Initial optimism about prospects of pro-growth reforms under new governments in Italy and Greece gave way to caution over the huge debt problems still plaguing the euro, which fell against the U.S. dollar.

Stocks have traded in tandem with the euro recently in a sign U.S. investors are taking cues from the euro zone's mushrooming debt crisis. Bouts of risk aversion have been followed by periods of relative optimism.

If you look at the reaction to events, that effect is waning, but nevertheless there is lingering effect, and there may be a little more time before ... those events move to the rearview mirror, said Bruce Zaro, chief technical strategist at Delta Global Asset Management in Boston.

Industrial production in the euro zone fell in September, the most since early 2009, adding to fears of a sharp contraction by industry and a probable recession. Output at factories in the 17-nation group fell 2.0 percent for the month.

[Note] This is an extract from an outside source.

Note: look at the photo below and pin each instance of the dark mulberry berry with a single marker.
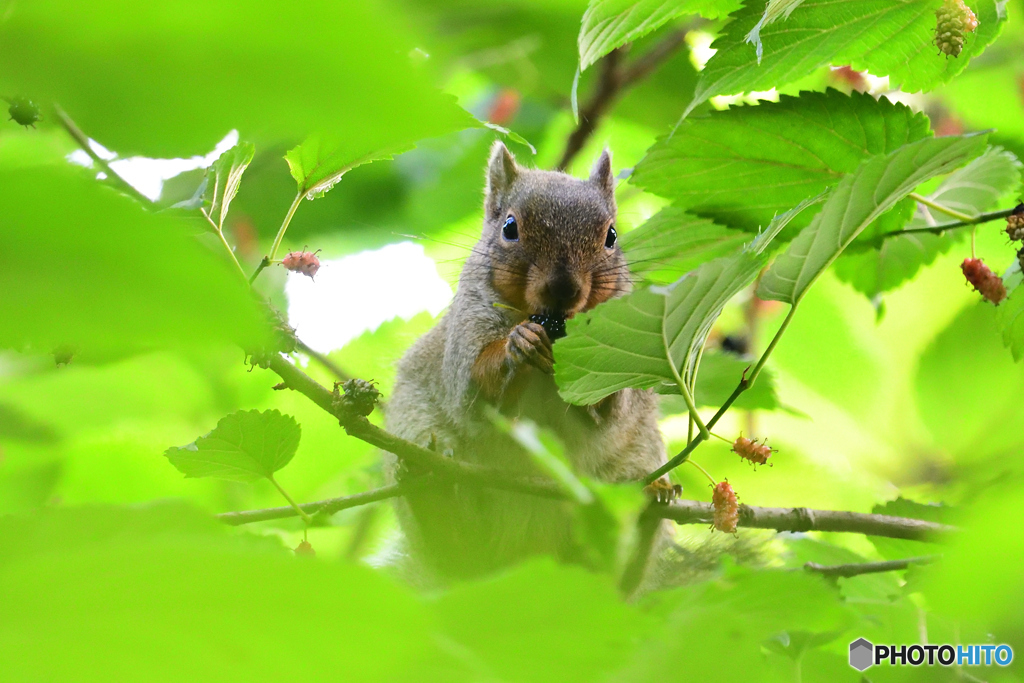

Financials led the decline on the S&P 500, with the S&P financial index down 2.3 percent. Bank of America shares were down 2.6 percent at $6.05.

The Dow Jones industrial average was down 98.84 points, or 0.81 percent, at 12,054.84. The Standard & Poor's 500 Index was down 13.85 points, or 1.10 percent, at 1,250.00. The Nasdaq Composite Index was down 21.92 points, or 0.82 percent, at 2,656.83.

Limiting losses on the Dow, Boeing Co shares rose 1.7 percent to $68.05 after the U.S. planemaker announced an order worth at least $18 billion and said the Middle East will need to recruit and train tens of thousands of new pilots to sustain a massive expansion in long-haul fleets.

Berkshire Hathaway's Warren Buffett said he has bought nearly $11 billion of International Business Machines Corp stock in the past eight months. IBM shares, which jumped nearly 1 percent earlier, slipped 0.1 percent at $187.25.